Does Our Savior Need Us?

Jesus saves via the prayers and works of the members of His Body

Topics

Faith

There is only one Savior, Our Lord Jesus Christ, the only Redeemer of the World. This is what the Catholic Church has always taught, since the first century AD, and still teaches — you can look it up.

Being God, He does not NEED anything. He does not NEED His mother Mary, nor all of his great-grands including David the King, Father Abraham, Adam. You see, since Jesus has a mother, He therefore has, according to the flesh, specifically-named great-grandmas like Bathsheba, Ruth, Rahab, Tamar, yes, human grannies going back to Eve.

He does not need any of that: angels, humans, Moses, Israel, Church, Apostles, brethren, disciples, anything. He can create and save a billion human souls per nanosecond if He wishes. But that is not, evidently, what He wishes. He created us “without us” but He evidently does not intend to save us “without us,” without associating us effectively with His singular, all-sufficient saving act. Since we are all members of the Body of Christ, He has chosen that we must need each other IN HIM.

Read all of what St. Paul wrote about our role as members of the Body of Christ of which He is Head. Use the search-word Body at BibleGateway, from “Pauline Epistles,” since these doctrines extend across four or five of Paul’s Epistles, and read them all at once. The impact is mind-blowing.

Notice especially the aspect of “need”:

1 Corinthians 12:21 — The eye cannot say to the hand, “I have no need of you,” nor again the head to the feet, “I have no need of you.”

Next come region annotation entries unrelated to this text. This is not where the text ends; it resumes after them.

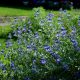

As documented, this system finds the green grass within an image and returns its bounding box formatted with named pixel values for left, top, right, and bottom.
left=0, top=25, right=11, bottom=38
left=0, top=7, right=32, bottom=16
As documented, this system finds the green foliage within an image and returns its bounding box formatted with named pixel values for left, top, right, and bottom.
left=0, top=7, right=80, bottom=80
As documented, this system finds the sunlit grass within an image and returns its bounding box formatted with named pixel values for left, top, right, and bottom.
left=0, top=7, right=32, bottom=16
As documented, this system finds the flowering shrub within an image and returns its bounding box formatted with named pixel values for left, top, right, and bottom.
left=0, top=8, right=80, bottom=80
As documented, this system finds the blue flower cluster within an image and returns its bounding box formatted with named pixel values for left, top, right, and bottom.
left=0, top=8, right=80, bottom=80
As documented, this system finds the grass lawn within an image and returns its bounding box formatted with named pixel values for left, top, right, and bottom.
left=0, top=7, right=80, bottom=50
left=0, top=7, right=32, bottom=16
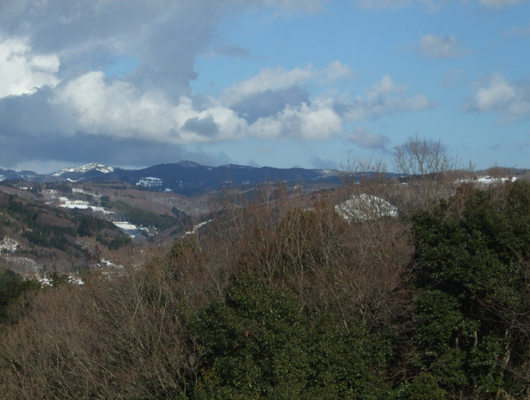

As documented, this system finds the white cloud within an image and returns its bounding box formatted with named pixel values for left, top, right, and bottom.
left=223, top=61, right=353, bottom=104
left=344, top=126, right=390, bottom=149
left=343, top=75, right=436, bottom=120
left=0, top=37, right=60, bottom=98
left=52, top=72, right=246, bottom=144
left=466, top=74, right=530, bottom=122
left=480, top=0, right=528, bottom=8
left=250, top=100, right=342, bottom=140
left=418, top=34, right=467, bottom=58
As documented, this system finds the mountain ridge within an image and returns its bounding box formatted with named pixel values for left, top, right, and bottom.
left=0, top=160, right=340, bottom=196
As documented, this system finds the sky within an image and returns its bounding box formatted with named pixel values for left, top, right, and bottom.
left=0, top=0, right=530, bottom=173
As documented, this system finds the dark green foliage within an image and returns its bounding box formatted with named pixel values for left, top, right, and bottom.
left=394, top=373, right=447, bottom=400
left=414, top=183, right=530, bottom=397
left=0, top=269, right=40, bottom=323
left=193, top=276, right=385, bottom=399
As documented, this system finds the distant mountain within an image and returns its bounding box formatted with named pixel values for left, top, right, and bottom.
left=0, top=161, right=340, bottom=196
left=0, top=168, right=39, bottom=182
left=52, top=163, right=114, bottom=176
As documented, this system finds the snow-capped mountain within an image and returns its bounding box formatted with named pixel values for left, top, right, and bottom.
left=0, top=161, right=340, bottom=196
left=52, top=163, right=114, bottom=176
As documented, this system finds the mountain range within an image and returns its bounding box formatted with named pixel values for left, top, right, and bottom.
left=0, top=161, right=340, bottom=196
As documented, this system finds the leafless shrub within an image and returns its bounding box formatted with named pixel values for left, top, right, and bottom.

The Head doesn’t say to the feet, “I don’t need you.”

Paul clearly sees that Christ, the Only Savior, is associating each one of us in His work of salvation, which we need to pray and work for, with Jesus, our Head:

Romans 10:1 — Brothers and sisters, my heart’s desire and prayer to God for them is that they may be saved.

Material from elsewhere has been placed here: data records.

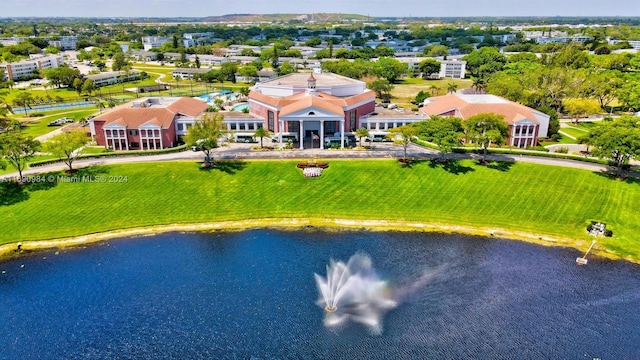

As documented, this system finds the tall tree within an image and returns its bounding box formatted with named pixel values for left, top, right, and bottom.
left=418, top=58, right=442, bottom=79
left=253, top=126, right=271, bottom=148
left=462, top=47, right=507, bottom=78
left=184, top=112, right=225, bottom=167
left=371, top=58, right=407, bottom=84
left=356, top=126, right=369, bottom=147
left=367, top=79, right=393, bottom=99
left=389, top=124, right=418, bottom=163
left=13, top=91, right=35, bottom=115
left=44, top=130, right=89, bottom=173
left=418, top=116, right=464, bottom=159
left=463, top=113, right=509, bottom=164
left=562, top=99, right=601, bottom=125
left=111, top=52, right=129, bottom=71
left=0, top=130, right=40, bottom=181
left=586, top=117, right=640, bottom=177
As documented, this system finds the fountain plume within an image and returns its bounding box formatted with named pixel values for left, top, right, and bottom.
left=314, top=254, right=397, bottom=333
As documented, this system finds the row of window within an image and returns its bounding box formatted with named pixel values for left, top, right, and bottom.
left=363, top=122, right=409, bottom=131
left=228, top=122, right=263, bottom=131
left=105, top=129, right=160, bottom=138
left=515, top=126, right=536, bottom=135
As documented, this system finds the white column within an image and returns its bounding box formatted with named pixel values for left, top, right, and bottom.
left=298, top=120, right=304, bottom=150
left=320, top=120, right=324, bottom=150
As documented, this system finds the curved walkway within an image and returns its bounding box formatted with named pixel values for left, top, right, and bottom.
left=0, top=143, right=620, bottom=180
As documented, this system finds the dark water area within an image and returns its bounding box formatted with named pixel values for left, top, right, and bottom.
left=0, top=230, right=640, bottom=359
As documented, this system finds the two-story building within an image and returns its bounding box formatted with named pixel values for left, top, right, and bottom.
left=89, top=97, right=209, bottom=150
left=422, top=94, right=550, bottom=148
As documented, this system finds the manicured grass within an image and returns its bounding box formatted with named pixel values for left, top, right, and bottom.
left=391, top=78, right=472, bottom=108
left=0, top=160, right=640, bottom=260
left=82, top=146, right=107, bottom=155
left=540, top=133, right=578, bottom=146
left=0, top=154, right=57, bottom=176
left=22, top=108, right=97, bottom=137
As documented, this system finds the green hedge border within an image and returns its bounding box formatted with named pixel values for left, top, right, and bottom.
left=413, top=139, right=633, bottom=170
left=29, top=145, right=190, bottom=168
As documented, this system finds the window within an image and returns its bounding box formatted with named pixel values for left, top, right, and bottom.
left=324, top=121, right=336, bottom=134
left=267, top=111, right=275, bottom=131
left=349, top=110, right=356, bottom=131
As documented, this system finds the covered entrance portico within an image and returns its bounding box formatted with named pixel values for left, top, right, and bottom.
left=278, top=109, right=345, bottom=150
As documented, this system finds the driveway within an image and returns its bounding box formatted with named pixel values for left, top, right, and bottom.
left=0, top=143, right=624, bottom=180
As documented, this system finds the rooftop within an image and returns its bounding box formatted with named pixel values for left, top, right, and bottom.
left=260, top=73, right=362, bottom=87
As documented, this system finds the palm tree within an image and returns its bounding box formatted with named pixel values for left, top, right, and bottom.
left=471, top=77, right=486, bottom=93
left=356, top=126, right=369, bottom=147
left=253, top=126, right=271, bottom=149
left=238, top=86, right=250, bottom=99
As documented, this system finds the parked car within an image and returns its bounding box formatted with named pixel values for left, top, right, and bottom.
left=47, top=117, right=73, bottom=126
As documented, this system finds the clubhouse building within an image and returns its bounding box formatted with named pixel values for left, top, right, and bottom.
left=422, top=94, right=549, bottom=148
left=89, top=97, right=209, bottom=150
left=90, top=73, right=549, bottom=150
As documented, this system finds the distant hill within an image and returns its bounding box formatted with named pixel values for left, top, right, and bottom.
left=201, top=13, right=368, bottom=22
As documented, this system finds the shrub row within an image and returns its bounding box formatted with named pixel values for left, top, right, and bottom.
left=29, top=145, right=189, bottom=167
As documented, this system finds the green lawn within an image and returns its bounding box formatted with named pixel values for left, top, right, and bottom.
left=560, top=126, right=589, bottom=138
left=22, top=108, right=98, bottom=137
left=0, top=160, right=640, bottom=260
left=0, top=153, right=57, bottom=175
left=540, top=133, right=577, bottom=146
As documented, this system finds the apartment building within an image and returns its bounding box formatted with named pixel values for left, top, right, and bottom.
left=0, top=54, right=64, bottom=81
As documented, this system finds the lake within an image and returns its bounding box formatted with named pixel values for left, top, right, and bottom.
left=0, top=228, right=640, bottom=359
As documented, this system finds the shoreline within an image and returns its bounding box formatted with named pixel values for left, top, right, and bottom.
left=0, top=218, right=640, bottom=264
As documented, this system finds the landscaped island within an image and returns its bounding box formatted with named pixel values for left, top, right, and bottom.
left=0, top=160, right=640, bottom=262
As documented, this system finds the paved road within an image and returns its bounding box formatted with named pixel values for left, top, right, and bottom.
left=0, top=143, right=620, bottom=179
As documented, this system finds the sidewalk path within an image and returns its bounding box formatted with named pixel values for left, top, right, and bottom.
left=0, top=143, right=620, bottom=180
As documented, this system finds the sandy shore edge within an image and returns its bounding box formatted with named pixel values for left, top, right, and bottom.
left=0, top=218, right=640, bottom=263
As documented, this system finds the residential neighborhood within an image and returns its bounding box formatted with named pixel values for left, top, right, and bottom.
left=0, top=9, right=640, bottom=360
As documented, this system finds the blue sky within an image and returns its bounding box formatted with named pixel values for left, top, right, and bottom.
left=0, top=0, right=640, bottom=17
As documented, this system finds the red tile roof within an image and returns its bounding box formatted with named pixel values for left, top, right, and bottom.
left=93, top=98, right=209, bottom=129
left=422, top=94, right=540, bottom=125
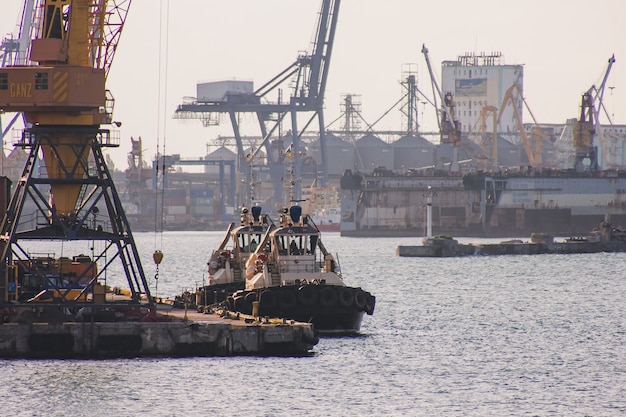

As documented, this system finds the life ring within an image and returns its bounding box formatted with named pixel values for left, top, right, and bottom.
left=354, top=290, right=367, bottom=311
left=244, top=291, right=256, bottom=314
left=278, top=290, right=298, bottom=311
left=320, top=287, right=338, bottom=307
left=365, top=293, right=376, bottom=316
left=233, top=295, right=246, bottom=313
left=246, top=265, right=256, bottom=279
left=298, top=285, right=317, bottom=306
left=259, top=290, right=276, bottom=314
left=339, top=288, right=354, bottom=307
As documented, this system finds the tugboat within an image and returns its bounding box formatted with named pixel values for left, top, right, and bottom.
left=191, top=206, right=273, bottom=308
left=227, top=205, right=376, bottom=334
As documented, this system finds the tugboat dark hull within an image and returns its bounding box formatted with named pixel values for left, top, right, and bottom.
left=227, top=284, right=376, bottom=334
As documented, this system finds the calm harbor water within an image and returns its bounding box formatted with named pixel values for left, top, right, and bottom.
left=0, top=232, right=626, bottom=416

1 Corinthians 7:16 — Wife, for all you know, you might save your husband. Husband, for all you know, you might save your wife.

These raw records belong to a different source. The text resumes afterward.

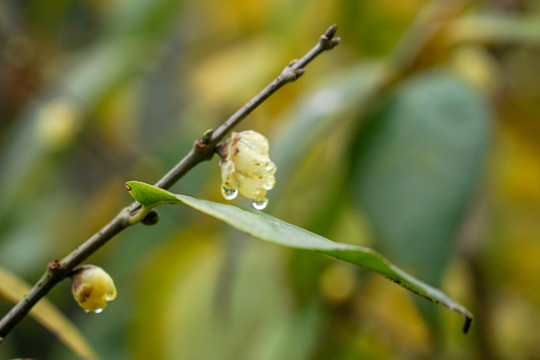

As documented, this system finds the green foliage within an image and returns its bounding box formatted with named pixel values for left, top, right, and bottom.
left=0, top=268, right=99, bottom=360
left=351, top=71, right=491, bottom=284
left=127, top=181, right=472, bottom=331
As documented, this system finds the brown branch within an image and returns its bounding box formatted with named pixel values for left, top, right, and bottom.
left=0, top=25, right=340, bottom=343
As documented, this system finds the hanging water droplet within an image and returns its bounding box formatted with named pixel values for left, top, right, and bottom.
left=251, top=199, right=268, bottom=210
left=263, top=181, right=274, bottom=190
left=221, top=187, right=238, bottom=200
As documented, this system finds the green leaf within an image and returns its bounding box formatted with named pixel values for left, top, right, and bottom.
left=127, top=181, right=472, bottom=332
left=351, top=71, right=491, bottom=284
left=0, top=268, right=99, bottom=359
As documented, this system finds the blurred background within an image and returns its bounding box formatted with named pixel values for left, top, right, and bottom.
left=0, top=0, right=540, bottom=359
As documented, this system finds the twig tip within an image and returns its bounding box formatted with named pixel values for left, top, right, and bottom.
left=324, top=24, right=337, bottom=40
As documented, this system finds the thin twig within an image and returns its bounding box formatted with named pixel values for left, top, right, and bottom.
left=0, top=25, right=340, bottom=343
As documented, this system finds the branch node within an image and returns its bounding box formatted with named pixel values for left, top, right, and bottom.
left=47, top=259, right=69, bottom=277
left=319, top=24, right=341, bottom=50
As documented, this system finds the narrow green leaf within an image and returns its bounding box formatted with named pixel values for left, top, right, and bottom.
left=0, top=268, right=99, bottom=360
left=127, top=181, right=473, bottom=332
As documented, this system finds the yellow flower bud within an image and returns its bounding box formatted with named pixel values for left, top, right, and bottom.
left=71, top=265, right=116, bottom=313
left=219, top=130, right=276, bottom=210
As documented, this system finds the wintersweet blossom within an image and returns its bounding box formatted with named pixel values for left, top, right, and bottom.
left=71, top=265, right=116, bottom=313
left=219, top=130, right=276, bottom=209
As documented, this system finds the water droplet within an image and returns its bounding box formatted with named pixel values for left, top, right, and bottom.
left=251, top=199, right=268, bottom=210
left=221, top=187, right=238, bottom=200
left=263, top=181, right=274, bottom=190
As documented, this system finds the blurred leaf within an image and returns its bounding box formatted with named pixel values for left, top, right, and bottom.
left=449, top=13, right=540, bottom=45
left=127, top=181, right=472, bottom=330
left=0, top=0, right=187, bottom=218
left=270, top=61, right=389, bottom=186
left=0, top=268, right=99, bottom=359
left=351, top=72, right=490, bottom=284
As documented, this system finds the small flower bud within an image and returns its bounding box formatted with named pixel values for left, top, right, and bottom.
left=219, top=130, right=276, bottom=209
left=71, top=265, right=116, bottom=313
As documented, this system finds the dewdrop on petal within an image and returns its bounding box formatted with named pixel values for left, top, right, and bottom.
left=218, top=130, right=276, bottom=210
left=71, top=265, right=116, bottom=314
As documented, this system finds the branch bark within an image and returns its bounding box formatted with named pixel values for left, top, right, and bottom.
left=0, top=25, right=340, bottom=343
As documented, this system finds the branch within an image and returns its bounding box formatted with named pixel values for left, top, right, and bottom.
left=0, top=25, right=340, bottom=343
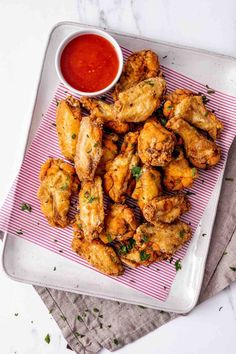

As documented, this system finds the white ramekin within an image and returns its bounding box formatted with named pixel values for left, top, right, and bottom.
left=55, top=28, right=123, bottom=97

1 Corinthians 9:22 — To the weak I became weak, so that I might win the weak. I have become all things to all people, that I might by all means save some.

1 Corinthians 10:33 — Just as I try to please everyone in everything I do, not seeking my own advantage, but that of many, so that they may be saved.

1 Corinthians 15:1-2 — Now I would remind you, brothers and sisters, of the good news that I proclaimed to you, which you in turn received, in which also you stand, through which also you are being saved, IF you hold firmly to the message that I proclaimed to you — unless you have come to believe in vain.

1 Timothy 4:16 — Take heed to yourself, and to the doctrine; continue in them: for in doing this you shall both save yourself and them that hear you.

In all of these quotes, who is doing the saving? Jesus Christ Our Lord.

In all of these quotes, through whom is He doing the saving? Through the prayers and works of the members of His Body, through the cooperation of all of us in Him. Which is to say: Jesus Christ Our Lord.

 

Julianne Loesch Wiley writes from Tennessee.